Christina Adams, 44, a stay-at-home minister's wife from Atlanta, attended a workshop Mrs. Willits gave at her church several years ago. They've since become friends.
"Terry's approach is unique," Mrs. Adams said, "in that you can have all the elements, you can have the perfect paint color, the right upholstery, the right carpet, and if your home is devoid of love and making others feel valued, you have a house, not a home."
Mrs. Adams has tried some of Mrs. Willits' specific techniques, including a boxwood and apple Christmas table arrangement. It was simple and inexpensive and her then-18-month-old daughter, Joanna, took a bite out of every apple.
Joanna's now 5, and her mother is a bigger believer than ever in Mrs. Willits' approach.
"Her ideas make everyone within the walls of your home feel cherished and very special," she said.
Mrs. Willits' home is often open to parties, meetings, neighbors and daughter Bailey's young friends. She bought a second couch for the family room so she could seat more people at Bible study.

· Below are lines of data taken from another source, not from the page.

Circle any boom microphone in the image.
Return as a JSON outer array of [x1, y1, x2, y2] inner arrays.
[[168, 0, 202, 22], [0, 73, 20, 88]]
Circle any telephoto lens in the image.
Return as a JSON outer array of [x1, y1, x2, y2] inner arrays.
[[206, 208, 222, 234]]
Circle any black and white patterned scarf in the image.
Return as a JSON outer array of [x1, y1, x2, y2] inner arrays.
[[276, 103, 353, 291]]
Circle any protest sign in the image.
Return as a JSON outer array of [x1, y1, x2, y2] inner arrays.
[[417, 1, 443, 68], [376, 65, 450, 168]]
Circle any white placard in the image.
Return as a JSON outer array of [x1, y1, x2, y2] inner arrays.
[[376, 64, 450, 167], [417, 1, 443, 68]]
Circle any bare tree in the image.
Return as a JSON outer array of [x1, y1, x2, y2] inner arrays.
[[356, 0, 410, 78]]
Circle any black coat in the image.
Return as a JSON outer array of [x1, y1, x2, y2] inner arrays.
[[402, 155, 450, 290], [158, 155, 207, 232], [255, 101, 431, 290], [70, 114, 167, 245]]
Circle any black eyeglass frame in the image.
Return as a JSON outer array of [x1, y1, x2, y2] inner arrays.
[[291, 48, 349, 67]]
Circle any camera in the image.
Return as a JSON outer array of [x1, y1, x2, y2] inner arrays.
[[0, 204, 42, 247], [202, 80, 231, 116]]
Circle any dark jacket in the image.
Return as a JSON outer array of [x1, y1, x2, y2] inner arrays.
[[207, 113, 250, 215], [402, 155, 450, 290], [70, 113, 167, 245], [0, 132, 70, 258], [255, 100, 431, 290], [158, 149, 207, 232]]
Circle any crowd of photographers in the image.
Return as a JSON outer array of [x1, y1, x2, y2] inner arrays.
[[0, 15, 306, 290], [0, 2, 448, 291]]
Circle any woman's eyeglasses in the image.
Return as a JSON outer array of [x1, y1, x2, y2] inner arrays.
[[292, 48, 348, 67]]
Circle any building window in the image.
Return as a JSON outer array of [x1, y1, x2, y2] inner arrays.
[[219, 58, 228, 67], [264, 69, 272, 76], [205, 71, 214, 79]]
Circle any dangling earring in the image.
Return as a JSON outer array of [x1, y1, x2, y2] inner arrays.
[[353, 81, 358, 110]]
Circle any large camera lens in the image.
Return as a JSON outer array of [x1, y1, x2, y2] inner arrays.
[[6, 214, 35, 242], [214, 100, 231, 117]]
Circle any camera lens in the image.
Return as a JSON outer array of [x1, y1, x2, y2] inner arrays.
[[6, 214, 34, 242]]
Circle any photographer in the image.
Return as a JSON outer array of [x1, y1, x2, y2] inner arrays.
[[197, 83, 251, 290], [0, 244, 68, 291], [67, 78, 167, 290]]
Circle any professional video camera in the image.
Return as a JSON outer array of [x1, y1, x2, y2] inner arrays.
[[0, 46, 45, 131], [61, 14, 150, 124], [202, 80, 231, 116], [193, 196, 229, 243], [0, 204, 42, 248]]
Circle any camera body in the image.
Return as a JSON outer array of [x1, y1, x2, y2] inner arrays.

That's the ministry of hospitality and one of the main purposes of a home, said Karen Mains of Wheaton, Ill., a mother of four and author of "Open Heart, Open Home: The Hospitable Way to Make Others Feel Welcome & Wanted." "Historically, according to Scripture, hospitality is really a sacred act," she said.
Mrs. Mains makes a distinction between hospitality and entertaining: The former is a way of attempting to serve people, the latter a way of trying to impress them.
Does Mrs. Mains greet people with Bible verses?
"I always have Christian symbols that don't hit you between the eyes," she said. "I have a collection of angels odd angels, not cute angels. I have a lovely old cross in an iron grate by the front door. I don't have an 'Are You Saved Today?' sign in the bathroom. That would be a breach of hospitality as far as I'm concerned."
But Christian pieces in a home can help children understand "who we are and what we stand for," said Chris Childers, owner of Macon Christian Bookstore, the industry's 1995 Store of the Year.
And, he said, they can be conversation-starters with guests.
Mr. Childers decorates his house with Christian products. He has framed prints, sculpture, bookends, even a settee with fabric depicting Bibles.
A particular favorite is a picture of a father praying over his little boy at bedtime. Mr. Childers, who has sons 8 and 12, has looked at the picture for inspiration since he learned his wife was pregnant. He can't even say what Bible verse is underneath, but the image sticks in his mind as a "gentle reminder" to pray for his sons.